Q: According to CRUK policy, costs for data sharing can be budgeted in grant applications only from August 2015. What about research data from older projects, when these costs were not eligible in grant applications? Is there any transition fund available to pay for this?
A: Unfortunately, there are no additional funds to pay for these costs. Researchers who have older datasets that might be of significant value to the community should contact CRUK – all requests for support will be considered on a case by case basis.
Q: Wellcome Trust encourages data sharing and data re-use, but does not allow for costs of long-term data preservation to be budgeted in grant applications. This does not make sense to me.
A: We are still reviewing our policy on costs of data management and sharing and we might be revisiting this issue – however, it is problematic for us to consider estimated costs for preservation that extend before the life-time of the grant. Our understanding is that costs of long-term data preservation are often less significant than costs of initial data ingestion by the repository (and we will cover ingestion costs).
Q: Who is then going to pay for the long-term data storage?
A: Wellcome Trust funds some discipline-specific repositories, but this is done jointly with other funders. We support bigger undertakings and we are also working with partners to develop platforms for data sharing and discoverability in some priority areas (notably clinical trials). Cancer Research UK pays for some long-term storage options, if these are justified for particular needs of the project. These decisions are made on a case by case basis, depending on how the costs are justified and whether these are directly related to the scientific value of the project.
Q: At the moment there are many general purpose and institutional repositories, which are not well structured. To support efficient re-use of data it is important to use structured data repositories and adhere to metadata standards. What are funders’ opinions about this?
A: Wherever possible, discipline-specific data repositories should be used preferentially over general purpose or institutional repositories. Adherence to discipline-specific metadata standards is also encouraged. It has to be acknowledged that development of well-structured data repositories is very resource-intensive and not all disciplines have good quality repositories to support them.
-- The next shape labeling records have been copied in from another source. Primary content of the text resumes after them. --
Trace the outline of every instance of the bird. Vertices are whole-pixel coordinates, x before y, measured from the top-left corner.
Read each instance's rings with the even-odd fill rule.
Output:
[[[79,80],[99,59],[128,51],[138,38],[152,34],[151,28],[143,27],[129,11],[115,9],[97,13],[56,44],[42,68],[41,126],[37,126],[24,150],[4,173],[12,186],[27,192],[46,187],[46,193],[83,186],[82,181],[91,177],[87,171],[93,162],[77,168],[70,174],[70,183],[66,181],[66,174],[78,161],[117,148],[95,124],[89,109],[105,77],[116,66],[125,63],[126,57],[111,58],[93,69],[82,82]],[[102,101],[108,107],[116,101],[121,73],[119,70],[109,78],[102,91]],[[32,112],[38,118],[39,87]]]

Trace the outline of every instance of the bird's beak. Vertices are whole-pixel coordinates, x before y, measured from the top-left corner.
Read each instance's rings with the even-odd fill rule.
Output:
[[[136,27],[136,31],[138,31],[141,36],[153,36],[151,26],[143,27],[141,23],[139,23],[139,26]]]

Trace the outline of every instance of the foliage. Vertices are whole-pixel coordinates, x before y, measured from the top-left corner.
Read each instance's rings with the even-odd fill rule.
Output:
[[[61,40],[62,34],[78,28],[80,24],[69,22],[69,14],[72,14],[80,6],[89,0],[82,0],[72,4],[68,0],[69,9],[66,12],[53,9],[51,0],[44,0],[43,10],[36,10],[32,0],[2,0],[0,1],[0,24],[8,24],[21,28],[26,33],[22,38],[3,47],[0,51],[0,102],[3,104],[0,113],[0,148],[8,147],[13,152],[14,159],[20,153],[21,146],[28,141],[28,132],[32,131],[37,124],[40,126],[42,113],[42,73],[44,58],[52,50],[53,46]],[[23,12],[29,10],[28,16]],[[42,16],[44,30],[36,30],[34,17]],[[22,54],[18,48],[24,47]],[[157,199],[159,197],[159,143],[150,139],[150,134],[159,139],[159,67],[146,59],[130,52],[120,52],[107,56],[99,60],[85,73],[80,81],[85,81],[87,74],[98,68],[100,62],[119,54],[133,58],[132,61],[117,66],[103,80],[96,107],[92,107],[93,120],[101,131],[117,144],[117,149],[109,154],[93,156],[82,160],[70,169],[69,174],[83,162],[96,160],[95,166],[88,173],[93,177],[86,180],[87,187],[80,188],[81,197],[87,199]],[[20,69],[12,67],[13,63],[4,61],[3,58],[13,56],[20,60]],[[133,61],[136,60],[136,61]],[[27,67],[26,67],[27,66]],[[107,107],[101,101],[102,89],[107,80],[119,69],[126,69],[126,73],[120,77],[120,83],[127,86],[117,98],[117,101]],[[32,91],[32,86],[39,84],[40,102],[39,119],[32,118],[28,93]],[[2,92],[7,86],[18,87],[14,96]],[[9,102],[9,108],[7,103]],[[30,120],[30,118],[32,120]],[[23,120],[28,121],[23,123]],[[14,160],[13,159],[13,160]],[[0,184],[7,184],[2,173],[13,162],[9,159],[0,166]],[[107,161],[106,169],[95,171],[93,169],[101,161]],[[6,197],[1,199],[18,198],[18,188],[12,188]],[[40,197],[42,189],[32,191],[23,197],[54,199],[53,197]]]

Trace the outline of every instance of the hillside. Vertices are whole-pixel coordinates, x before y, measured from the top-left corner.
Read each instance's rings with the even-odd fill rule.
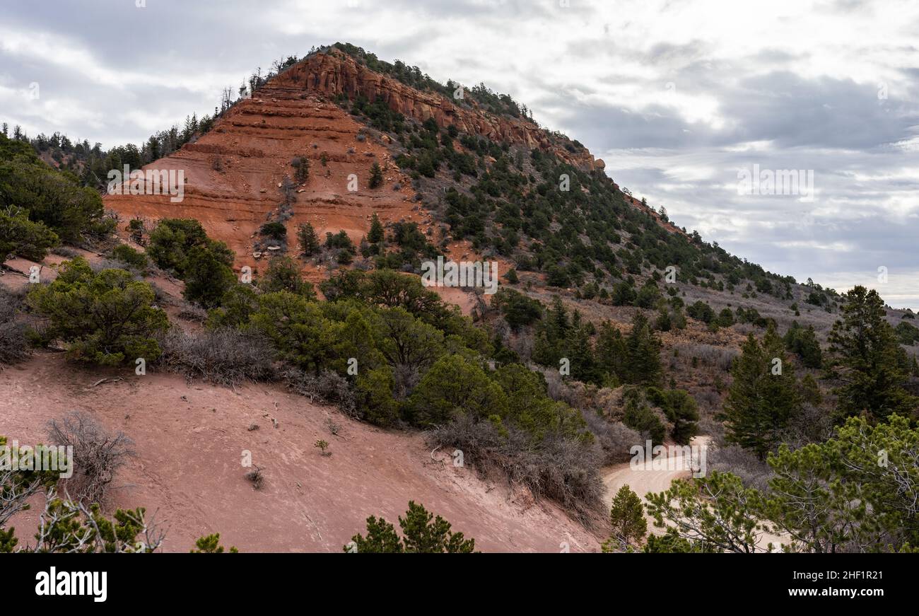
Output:
[[[695,462],[637,474],[635,446],[708,448],[733,473],[716,493],[773,497],[781,446],[832,457],[844,425],[857,439],[919,417],[911,312],[729,254],[506,95],[346,43],[250,86],[178,141],[131,151],[147,172],[181,172],[179,200],[129,183],[100,200],[85,173],[0,138],[0,434],[40,439],[70,410],[123,430],[137,456],[106,505],[160,508],[167,550],[220,531],[247,551],[338,551],[368,516],[416,500],[486,551],[624,551],[612,490],[632,485],[642,516],[670,522],[671,500],[699,497],[643,494],[683,489]],[[497,292],[425,288],[438,257],[496,262]],[[264,489],[236,467],[243,451],[269,461]],[[822,476],[834,472],[852,471]],[[914,521],[884,480],[858,481],[900,508],[887,519]],[[800,518],[779,519],[769,536],[819,551]],[[891,524],[871,549],[919,532]],[[710,545],[652,535],[652,552]],[[720,551],[766,549],[733,542]]]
For example, it took over 30 years to adapt unified metadata standards at Cambridge Crystallographic Data Centre. The time need to properly solve problems should never be underestimated.
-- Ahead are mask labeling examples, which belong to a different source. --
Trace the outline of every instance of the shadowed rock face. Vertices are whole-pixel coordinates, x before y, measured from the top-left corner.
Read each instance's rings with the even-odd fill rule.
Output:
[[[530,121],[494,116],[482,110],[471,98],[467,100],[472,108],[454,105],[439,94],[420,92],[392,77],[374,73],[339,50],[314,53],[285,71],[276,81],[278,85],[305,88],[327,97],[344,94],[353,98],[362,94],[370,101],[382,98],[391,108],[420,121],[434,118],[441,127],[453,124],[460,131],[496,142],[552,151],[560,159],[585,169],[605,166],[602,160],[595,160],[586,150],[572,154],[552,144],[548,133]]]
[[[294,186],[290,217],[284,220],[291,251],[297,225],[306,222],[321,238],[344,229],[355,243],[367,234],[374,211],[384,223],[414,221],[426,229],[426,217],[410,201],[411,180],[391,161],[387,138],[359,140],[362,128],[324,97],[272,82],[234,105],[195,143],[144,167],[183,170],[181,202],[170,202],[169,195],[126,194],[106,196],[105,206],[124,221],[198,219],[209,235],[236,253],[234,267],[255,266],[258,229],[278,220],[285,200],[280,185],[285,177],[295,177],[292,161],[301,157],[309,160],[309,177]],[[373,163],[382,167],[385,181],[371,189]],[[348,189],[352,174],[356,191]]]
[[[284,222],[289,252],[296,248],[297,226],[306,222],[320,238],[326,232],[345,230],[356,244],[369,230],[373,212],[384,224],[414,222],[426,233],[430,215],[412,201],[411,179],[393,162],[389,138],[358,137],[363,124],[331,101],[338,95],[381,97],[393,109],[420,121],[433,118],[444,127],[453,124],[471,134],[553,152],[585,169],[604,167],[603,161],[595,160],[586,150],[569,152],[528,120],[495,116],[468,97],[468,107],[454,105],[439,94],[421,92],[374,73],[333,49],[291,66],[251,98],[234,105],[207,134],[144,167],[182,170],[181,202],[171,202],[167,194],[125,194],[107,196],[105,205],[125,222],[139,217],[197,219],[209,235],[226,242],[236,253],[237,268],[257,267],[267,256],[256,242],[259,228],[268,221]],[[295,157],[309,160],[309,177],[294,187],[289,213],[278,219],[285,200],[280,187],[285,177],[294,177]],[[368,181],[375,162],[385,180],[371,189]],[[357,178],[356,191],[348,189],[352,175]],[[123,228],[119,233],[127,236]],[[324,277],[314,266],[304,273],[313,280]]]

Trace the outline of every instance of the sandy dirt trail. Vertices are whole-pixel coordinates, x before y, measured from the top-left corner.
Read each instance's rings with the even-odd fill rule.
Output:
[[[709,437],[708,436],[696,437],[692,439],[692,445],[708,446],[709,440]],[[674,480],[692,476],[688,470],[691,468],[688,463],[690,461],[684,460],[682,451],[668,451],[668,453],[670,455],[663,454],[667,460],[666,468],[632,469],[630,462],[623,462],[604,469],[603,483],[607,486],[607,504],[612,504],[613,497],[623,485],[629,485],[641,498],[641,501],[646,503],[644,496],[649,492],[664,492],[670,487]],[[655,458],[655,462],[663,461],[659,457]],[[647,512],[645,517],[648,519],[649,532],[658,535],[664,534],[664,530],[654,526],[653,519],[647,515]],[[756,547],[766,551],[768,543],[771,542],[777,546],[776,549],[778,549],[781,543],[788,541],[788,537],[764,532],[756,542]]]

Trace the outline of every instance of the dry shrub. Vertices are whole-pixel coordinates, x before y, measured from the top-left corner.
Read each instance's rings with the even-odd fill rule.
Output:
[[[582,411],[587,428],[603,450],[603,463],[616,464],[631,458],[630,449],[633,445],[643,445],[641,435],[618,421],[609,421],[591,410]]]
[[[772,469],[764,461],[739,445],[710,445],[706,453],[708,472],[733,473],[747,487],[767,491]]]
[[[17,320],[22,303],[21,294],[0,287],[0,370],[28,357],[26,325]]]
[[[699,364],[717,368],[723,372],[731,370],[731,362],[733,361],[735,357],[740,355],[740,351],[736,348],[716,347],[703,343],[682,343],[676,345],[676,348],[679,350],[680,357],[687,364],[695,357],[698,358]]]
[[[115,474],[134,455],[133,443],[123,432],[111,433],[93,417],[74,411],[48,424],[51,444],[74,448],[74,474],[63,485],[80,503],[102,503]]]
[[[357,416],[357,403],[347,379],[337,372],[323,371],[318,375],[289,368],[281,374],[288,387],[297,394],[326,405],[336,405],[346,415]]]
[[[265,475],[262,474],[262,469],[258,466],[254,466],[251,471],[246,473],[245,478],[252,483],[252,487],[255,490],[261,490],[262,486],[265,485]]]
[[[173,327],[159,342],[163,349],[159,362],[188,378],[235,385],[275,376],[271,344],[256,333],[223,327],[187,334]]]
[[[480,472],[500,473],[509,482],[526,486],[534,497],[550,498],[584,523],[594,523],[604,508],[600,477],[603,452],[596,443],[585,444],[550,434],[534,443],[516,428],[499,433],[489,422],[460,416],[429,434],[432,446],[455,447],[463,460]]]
Q: Are funders planning to provide researchers with a list of recommended schemas for metadata?
A: Biosharing is an excellent resource with references to discipline-specific metadata schemas. It is a useful suggestion to include a reference to Biosharing on our website.
Q: Are you planning to monitor researchers’ adherence to data management plans? For example, the BBSRC does not have the manpower to check all data management plans manually, but they are planning to create a system to check if data has been uploaded automatically.
A: We are considering this. At the moment we require data management plans with the primary goal to encourage people to think about data management and sharing from the very start of the project.